All posts in this series
- Understanding Cryptographic Terms - Cryptography 101
- All About Certificates - The Anatomy of a Certificate
- Which Types of Certificates Exist and How are They Created?
- What is the Subject Alternative Name and Why is it Important for VPN?
- Why Are Certificates Used for VPN? Best Practice Authentication
Cryptographic certificates are ubiquitous on the modern internet and every user has heard of them, but surprisingly only few know what certificates actually are, how they really work, what you can do with them, why they are so important and how to use them properly.

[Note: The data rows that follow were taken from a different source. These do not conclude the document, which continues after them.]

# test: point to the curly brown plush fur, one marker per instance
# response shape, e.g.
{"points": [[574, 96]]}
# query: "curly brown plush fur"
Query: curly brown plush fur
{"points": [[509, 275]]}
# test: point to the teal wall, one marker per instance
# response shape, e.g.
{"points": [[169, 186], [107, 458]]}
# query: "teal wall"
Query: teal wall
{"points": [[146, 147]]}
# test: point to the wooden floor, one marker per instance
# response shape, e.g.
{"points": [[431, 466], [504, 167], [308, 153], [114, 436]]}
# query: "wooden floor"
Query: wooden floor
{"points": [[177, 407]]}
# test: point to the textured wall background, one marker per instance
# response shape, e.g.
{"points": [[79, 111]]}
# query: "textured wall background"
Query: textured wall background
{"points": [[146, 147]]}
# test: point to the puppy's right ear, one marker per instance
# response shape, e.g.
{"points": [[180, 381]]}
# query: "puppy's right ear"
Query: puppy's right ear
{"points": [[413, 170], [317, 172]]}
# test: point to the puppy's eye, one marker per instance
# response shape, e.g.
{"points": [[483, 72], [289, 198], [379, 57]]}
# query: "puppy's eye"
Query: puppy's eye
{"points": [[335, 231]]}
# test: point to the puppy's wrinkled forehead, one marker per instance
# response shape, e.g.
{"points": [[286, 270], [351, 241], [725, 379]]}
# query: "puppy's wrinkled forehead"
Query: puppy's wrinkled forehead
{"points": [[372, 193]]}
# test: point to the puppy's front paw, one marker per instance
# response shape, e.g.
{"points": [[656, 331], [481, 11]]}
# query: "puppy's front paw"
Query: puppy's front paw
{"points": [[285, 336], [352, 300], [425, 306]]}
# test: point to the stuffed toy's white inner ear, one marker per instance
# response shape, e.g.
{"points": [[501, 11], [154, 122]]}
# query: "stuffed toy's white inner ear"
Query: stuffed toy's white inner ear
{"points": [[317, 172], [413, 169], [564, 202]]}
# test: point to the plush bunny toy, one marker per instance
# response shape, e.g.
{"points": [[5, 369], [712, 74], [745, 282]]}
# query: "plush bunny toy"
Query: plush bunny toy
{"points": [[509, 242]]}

With more and more VPN protocols supporting or even fully relying on certificates, and certificates certainly playing an increasingly important role in VPN security, it's time to close these knowledge gaps and talk about certificates in all their glory.
Cryptography 101
Before we can delve into the wonderful world of certificates, we first need to understand some basic cryptographic terms and operations, but don't worry, it will be far less technical than you might fear and there will be barely any math involved. Let's get started!
Keys
When people talk about cryptography, they often talk about "keys" but what exactly is a key? A lot of people confuse keys with passwords but a password is not a key. A key is a bunch of random looking bytes that are used to initialize a cryptographic function before performing a cryptographic operation with that function.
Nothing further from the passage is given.